Decidi, então, escrever alguma coisa sobre o “grande terror”. Demorou um longo tempo, mas finalmente foi publicado em 1988. Durante este tempo, estudei as pesquisas que estavam sendo feitas por novos historiadores da URSS, entre os quais Arch Getty, Robert Thurston e vários outros.
A Verdade: Seu livro Antistalinskaia Podlost foi recentemente publicado em Moscou. Conte um pouco sobre ele.
Grover Furr: Há aproximadamente uma década, fiquei sabendo da grande quantidade de documentos que estavam sendo revelados dos antigos arquivos secretos soviéticos, e comecei a estudá-los. Li em algum lugar que uma ou duas das declarações de Kruschev em sua famosa “fala secreta”, de 1956, foram identificadas como falsas do início ao fim. Daí, pensei que poderia fazer algumas pesquisas e escrever um artigo apontando alguns outros erros de seu pronunciamento da “sessão secreta”.
Nunca esperei descobrir que tudo o que Kruschev disse – 60 de 61 acusações que ele fez contra Stalin e Béria – eram comprovadamente falsas (não pude encontrar nada que comprovasse a 61ª)! Percebi que este fato mudava tudo, uma vez que praticamente toda a “história” anticomunista desde 1956 se baseia ou em Kruschev ou em escritores de sua época.
Verifiquei que a história soviética do período de Stalin que todos aprendemos era completamente falsa. Não apenas “um erro aqui e outro ali”, mas fundamentalmente uma fraude gigantesca, a maior fraude histórica do século! E meus agradecimentos ao colega de Moscou Vladimir L. Bobrov, que foi o primeiro a me mostrar esses documentos, me deu inestimáveis conselhos, várias vezes, e fez um excelente trabalho de tradução de todo o livro. Sem o dedicado trabalho de Vladimir, nada disso teria acontecido.
A Verdade: Em suas pesquisas, o senhor teve acesso direto a arquivos soviéticos abertos recentemente.
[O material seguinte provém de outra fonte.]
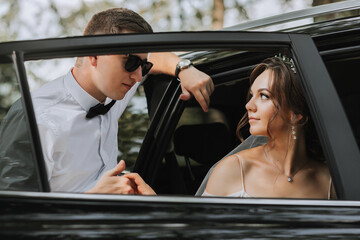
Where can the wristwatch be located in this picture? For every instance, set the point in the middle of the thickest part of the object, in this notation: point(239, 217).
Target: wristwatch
point(182, 64)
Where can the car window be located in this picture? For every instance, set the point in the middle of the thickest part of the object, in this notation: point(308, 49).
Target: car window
point(18, 168)
point(342, 72)
point(162, 159)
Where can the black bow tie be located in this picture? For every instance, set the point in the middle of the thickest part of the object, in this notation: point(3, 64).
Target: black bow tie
point(99, 109)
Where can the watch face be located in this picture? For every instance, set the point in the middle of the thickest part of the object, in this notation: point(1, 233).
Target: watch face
point(184, 63)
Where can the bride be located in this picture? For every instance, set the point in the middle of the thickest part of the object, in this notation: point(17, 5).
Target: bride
point(288, 165)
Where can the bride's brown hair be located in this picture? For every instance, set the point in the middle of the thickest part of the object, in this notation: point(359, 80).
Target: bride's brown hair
point(287, 94)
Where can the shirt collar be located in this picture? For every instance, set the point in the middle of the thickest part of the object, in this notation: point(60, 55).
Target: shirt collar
point(85, 100)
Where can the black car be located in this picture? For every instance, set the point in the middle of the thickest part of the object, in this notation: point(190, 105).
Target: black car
point(181, 142)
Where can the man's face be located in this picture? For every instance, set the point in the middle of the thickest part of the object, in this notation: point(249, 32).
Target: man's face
point(112, 79)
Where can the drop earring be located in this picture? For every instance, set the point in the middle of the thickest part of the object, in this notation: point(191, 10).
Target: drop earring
point(293, 132)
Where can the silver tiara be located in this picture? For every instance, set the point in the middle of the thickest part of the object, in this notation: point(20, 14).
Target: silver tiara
point(287, 60)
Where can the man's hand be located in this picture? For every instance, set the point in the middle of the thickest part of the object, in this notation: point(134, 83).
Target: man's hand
point(193, 81)
point(110, 182)
point(141, 186)
point(198, 84)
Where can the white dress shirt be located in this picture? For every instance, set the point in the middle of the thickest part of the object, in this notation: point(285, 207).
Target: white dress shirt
point(77, 151)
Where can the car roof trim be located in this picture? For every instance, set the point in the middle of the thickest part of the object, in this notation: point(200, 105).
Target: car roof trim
point(178, 199)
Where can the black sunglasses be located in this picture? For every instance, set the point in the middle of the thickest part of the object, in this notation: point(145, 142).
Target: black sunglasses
point(133, 62)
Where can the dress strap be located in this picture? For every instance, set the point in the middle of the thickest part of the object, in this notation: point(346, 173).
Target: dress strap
point(242, 172)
O que esses documentos revelam sobre os “milhões de mortos” sob o socialismo, especificamente no período de Stalin?
Grover Furr: Considerando que pessoas morrem a todo instante, eu suponho que você esteja falando de mortes “excedentes”. A Rússia e a Ucrânia sempre experimentaram fomes a cada três, quatro anos. A fome de 1932-33 ocorreu durante a coletivização. Sem dúvida, um número maior de pessoas morreu do que teria morrido naturalmente.
No entanto, muito mais pessoas iriam morrer em sucessivas fomes – a cada três, quatro anos, indefinidamente, no futuro – se não fosse feita a coletivização. A coletivização significou que a fome de 1932-33 foi a última, com exceção da grave fome de 1946-1947, que foi muito pior, mas isso devido à guerra. E, como mencionei anteriormente, Nikolai Ezhov deliberadamente matou milhares de pessoas inocentes.
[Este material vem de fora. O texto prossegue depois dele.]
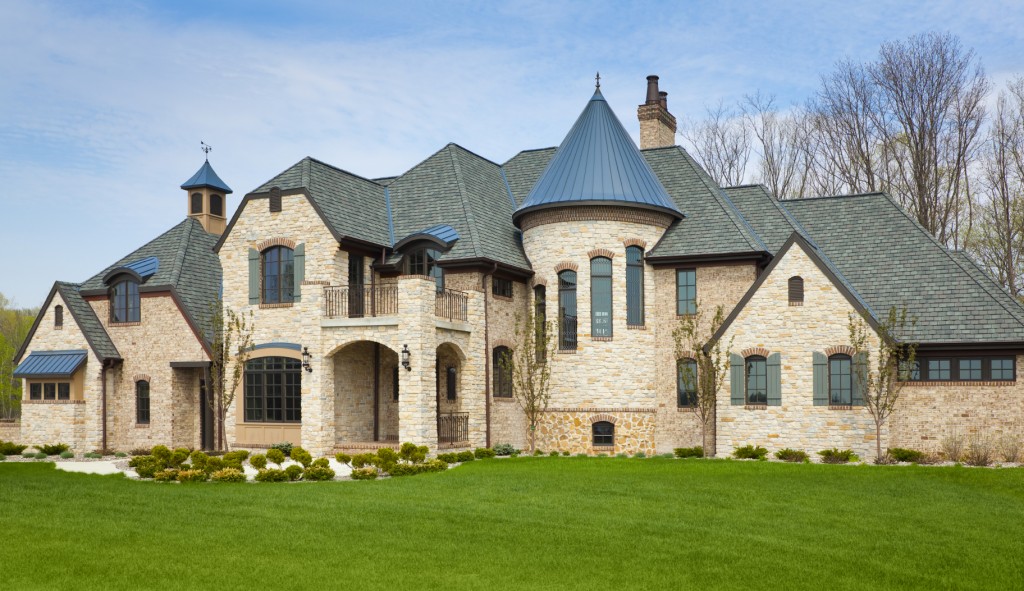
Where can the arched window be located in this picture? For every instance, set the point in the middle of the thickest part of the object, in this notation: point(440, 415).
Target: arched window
point(566, 310)
point(501, 360)
point(840, 380)
point(686, 382)
point(125, 301)
point(603, 433)
point(279, 275)
point(600, 296)
point(757, 380)
point(142, 403)
point(796, 291)
point(634, 286)
point(216, 205)
point(273, 390)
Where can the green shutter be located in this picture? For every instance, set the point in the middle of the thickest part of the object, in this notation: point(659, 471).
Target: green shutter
point(736, 378)
point(820, 379)
point(859, 365)
point(299, 267)
point(774, 380)
point(253, 276)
É interessante considerar o que poderia ter sucedido se a URSS não houvesse coletivizado a agricultura e não tivesse acelerado seu programa de industrialização, e se as conspirações da oposição nos anos 1930 não tivessem sido esmagadas. Se a URSS não tivesse feito a coletivização, os nazistas e os japoneses a teriam conquistado. Se o governo de Stalin não houvesse contido as conspirações direitistas, trotskistas, nacionalistas e militares, os japoneses e os alemães teriam conquistado o país.
Em qualquer um desses casos, as vítimas entre os cidadãos soviéticos teriam sido muito, muito mais numerosas do que os 28 milhões mortos na guerra. Os nazistas teriam matado muito mais eslavos ou judeus do que mataram. Com os recursos, e talvez até mesmo com os exércitos da URSS do seu lado, os nazistas teriam sido muito, muito mais fortes contra a Inglaterra, a França e os EUA.
Com os recursos soviéticos e o petróleo de Sakhalin, os japoneses teriam matado muito, muito mais americanos do que fizeram. O fato é que a URSS sob Stalin salvou o mundo do fascismo não apenas uma vez, durante a guerra, mas três vezes: pela coletivização; pelo desbaratamento das oposições direitista-trotskista-militares e também na guerra. Quantos milhões isso dá?
A Verdade: Alguns autores vêm tentando encontrar semelhanças entre Stalin e Hitler, e alguns até chegam a afirmar que o suposto “stalinismo” foi “pior” que o nazismo. Existia realmente alguma ligação entre Stalin e Hitler?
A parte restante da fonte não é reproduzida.